HTTPS is a protocol integrating HTTP and SSL. It encrypts information and data to guarantee data transmission security. HTTPS is widely used today.
The API gateway also supports HTTPS to encrypt your API requests. The encryption can be API-level, that is, you can configure your APIs to support only HTTP or HTTPS or support both of them.
Prepare the following materials:
- A self-owned controllable domain name
- An SSL certificate applied for this domain name
The SSL certificate contains XXXXX.key and XXXXX.pem, which can be opened using the text editor.
-----BEGIN RSA PRIVATE KEY-----
-----END RSA PRIVATE KEY-----
After preparing the preceding materials, log on to the API gateway console and click Open API > Group Management.
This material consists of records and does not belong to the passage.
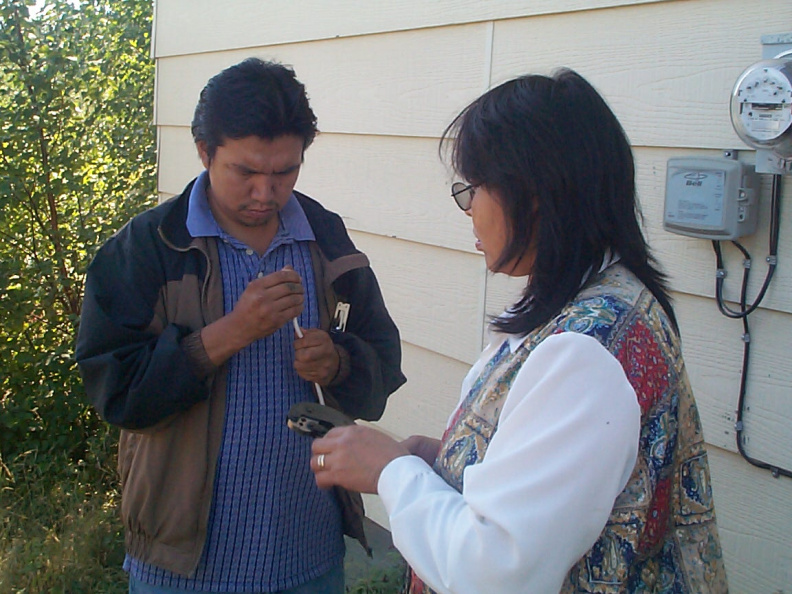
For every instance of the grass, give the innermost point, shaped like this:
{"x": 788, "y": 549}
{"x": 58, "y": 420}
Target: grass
{"x": 59, "y": 531}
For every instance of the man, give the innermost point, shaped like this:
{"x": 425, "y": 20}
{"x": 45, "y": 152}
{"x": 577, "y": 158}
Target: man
{"x": 187, "y": 343}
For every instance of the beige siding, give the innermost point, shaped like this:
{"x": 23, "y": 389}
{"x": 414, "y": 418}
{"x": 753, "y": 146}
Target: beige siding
{"x": 385, "y": 82}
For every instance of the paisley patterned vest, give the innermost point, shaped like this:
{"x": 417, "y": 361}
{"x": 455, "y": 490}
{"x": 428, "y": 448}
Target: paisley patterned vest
{"x": 661, "y": 536}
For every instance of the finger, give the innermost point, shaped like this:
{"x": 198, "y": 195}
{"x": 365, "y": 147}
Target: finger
{"x": 280, "y": 277}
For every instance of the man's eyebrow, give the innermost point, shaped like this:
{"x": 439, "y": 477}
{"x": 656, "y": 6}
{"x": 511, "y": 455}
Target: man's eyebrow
{"x": 250, "y": 170}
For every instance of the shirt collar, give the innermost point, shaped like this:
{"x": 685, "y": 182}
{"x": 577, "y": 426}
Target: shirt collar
{"x": 201, "y": 221}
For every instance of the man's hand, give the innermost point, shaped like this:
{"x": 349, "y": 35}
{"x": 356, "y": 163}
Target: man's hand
{"x": 266, "y": 304}
{"x": 315, "y": 356}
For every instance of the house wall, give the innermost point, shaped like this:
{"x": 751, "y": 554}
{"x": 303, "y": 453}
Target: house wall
{"x": 386, "y": 79}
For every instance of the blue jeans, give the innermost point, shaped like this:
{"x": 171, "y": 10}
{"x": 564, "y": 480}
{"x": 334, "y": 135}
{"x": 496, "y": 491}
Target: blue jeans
{"x": 331, "y": 582}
Click the group to which the SSL certificate is to be bound and check the group details.
Before binding the SSL certificate, bind an Independent domain name to the API group.
Independent domain name - Add an SSL certificate.
- Certificate name: Indicates the custom name for further identification.
- Certificate content: Indicates the complete content of the certificate. You must copy all content in XXXXX.pem.
- Private key: Indicates the private key of the certificate. You must copy the content in XXXXX.key.
Click OK to complete binding of the SSL certificate.
After binding the SSL certificate, you can enable access over HTTP, HTTPS, or HTTP and HTTPS for APIs. For security considerations, we recommend that you configure all APIs to support access over HTTPS.
You can select Open API > API list to locate the corresponding API and click API definition > Edit > Basic request definition to modify the API.
The API supports the following protocols:
- HTTP: The API only supports access over HTTP.
- HTTPS: The API only supports access over HTTPS.
- HTTP and HTTPS: The API supports access over both HTTP and HTTPS.
After the adjustment, the API configuration is complete. Your API supports access over HTTPS.